In an unlikely coincidence, Azerbaijan is the current chair of NAM. Or, perhaps, it is no coincidence at all. Azerbaijan has sought to win back a quarter of the territory of its country known as Nagorno-Karabakh illegally occupied by Armenian nationalists for three decades, in attempts that warranted a 44-day war in 2020 and then a 24-hour military operation in 2023.
France must support efforts for peace between Azerbaijan and Armenia by working with the European Union-led negotiations to resolve outstanding issues between the two neighbouring states. To strengthen international law as many have observed, France should also restrain their senior politicians from needlessly dabbling in conflicts in the region in attempts to manipulate events to court French-Armenian votes at home.
Standing up against such attempts of geopolitical manipulation is exactly what NAM was created for. Under Azerbaijan’s leadership the group has widely recognised as revived, with international media as far afield as Australia confirming “there is life in the Non-Aligned Movement yet”.

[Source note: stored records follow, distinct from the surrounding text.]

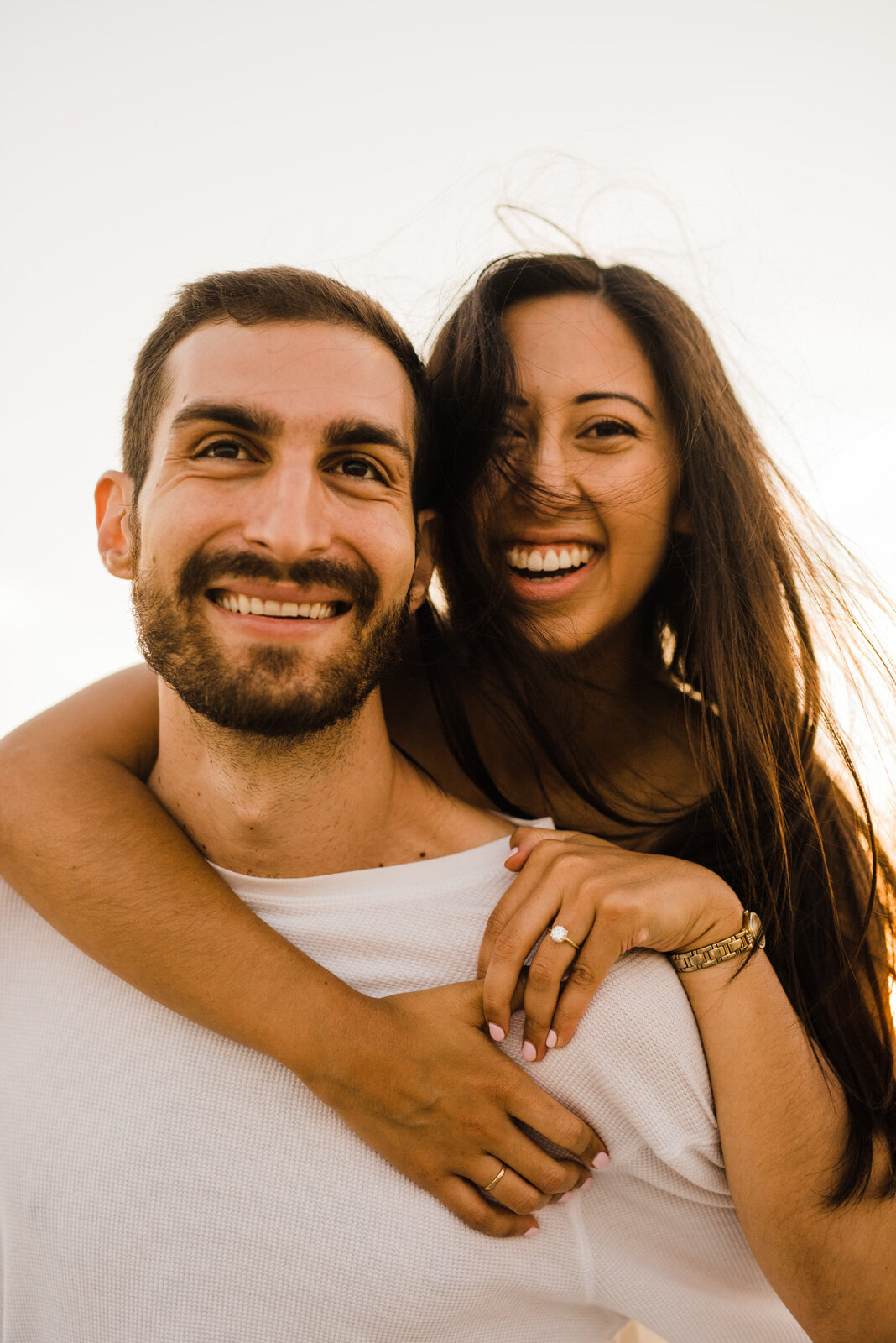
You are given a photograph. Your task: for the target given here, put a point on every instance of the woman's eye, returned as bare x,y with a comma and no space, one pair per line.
511,433
226,450
608,429
360,469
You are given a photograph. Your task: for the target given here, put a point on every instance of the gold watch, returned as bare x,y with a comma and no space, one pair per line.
727,948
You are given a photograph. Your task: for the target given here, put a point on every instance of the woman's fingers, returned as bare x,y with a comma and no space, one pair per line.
524,839
514,927
467,1202
585,978
553,962
515,1193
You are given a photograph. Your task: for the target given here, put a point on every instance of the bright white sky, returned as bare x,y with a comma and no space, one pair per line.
742,152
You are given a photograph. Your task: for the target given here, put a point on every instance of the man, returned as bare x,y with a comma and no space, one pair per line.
159,1182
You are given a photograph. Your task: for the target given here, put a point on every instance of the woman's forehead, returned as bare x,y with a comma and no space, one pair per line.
569,344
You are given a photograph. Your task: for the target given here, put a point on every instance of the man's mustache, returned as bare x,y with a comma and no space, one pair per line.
356,582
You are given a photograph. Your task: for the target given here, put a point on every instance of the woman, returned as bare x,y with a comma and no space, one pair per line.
625,649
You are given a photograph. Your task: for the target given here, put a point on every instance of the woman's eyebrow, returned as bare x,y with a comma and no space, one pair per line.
611,396
591,396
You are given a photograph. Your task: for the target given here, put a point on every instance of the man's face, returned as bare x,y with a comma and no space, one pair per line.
273,552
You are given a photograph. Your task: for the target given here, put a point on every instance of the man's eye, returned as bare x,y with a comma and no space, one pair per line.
360,469
224,449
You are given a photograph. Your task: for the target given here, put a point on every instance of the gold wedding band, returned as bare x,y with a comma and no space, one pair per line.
487,1189
560,935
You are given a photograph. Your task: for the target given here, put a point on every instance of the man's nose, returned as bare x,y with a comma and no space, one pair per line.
290,515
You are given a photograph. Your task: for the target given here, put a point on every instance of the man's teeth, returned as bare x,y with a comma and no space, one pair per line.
286,610
550,561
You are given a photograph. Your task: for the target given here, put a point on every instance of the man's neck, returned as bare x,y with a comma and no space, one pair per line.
337,801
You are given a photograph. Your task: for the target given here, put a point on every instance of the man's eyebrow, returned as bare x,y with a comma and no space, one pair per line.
593,396
251,420
351,431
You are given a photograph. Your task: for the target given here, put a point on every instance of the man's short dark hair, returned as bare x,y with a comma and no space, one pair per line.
251,297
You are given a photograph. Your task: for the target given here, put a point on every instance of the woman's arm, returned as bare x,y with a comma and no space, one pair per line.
89,846
782,1119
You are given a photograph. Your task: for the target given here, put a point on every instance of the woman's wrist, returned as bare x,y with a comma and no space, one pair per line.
721,917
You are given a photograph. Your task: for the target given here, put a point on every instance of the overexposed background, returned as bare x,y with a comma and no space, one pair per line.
742,152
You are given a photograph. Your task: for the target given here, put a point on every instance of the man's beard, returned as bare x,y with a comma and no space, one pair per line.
277,691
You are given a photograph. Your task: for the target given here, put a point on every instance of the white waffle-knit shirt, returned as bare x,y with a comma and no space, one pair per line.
160,1184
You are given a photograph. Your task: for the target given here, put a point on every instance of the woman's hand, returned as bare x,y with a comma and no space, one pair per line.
416,1078
609,900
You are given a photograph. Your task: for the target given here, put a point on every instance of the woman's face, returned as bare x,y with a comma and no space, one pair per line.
591,427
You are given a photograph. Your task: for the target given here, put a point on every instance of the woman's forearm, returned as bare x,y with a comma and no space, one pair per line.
414,1076
782,1126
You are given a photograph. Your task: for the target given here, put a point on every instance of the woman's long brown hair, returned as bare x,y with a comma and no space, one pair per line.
727,624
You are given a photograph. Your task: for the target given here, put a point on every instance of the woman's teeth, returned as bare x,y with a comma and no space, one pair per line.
284,610
560,561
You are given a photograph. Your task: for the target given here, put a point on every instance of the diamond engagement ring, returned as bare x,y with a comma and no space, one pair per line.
560,935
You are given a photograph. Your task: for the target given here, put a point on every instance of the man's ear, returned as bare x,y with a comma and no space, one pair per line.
113,499
425,557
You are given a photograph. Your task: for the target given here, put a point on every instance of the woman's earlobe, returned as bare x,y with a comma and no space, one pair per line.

In January 2024 Azerbaijan passes the chairmanship baton to Uganda – a country also under pressure from neo-colonialist powers who demand this deeply conservative country rescind a law on child protection so modern western social mores can be taught in their schools. The Ugandans reject this – and Nigeria should also reject neo-colonialist demands on this fellow, independent and sovereign African country.
NAM is back, and all its members starting with Nigeria have a duty to – and benefit from – ensuring that it flourishes. Without a constant international group to stand up against neo-colonialism both western and eastern, the world will be poorer, less safe, and more prone to conflict. Churchill was certainly right on that lesson from history for the modern day.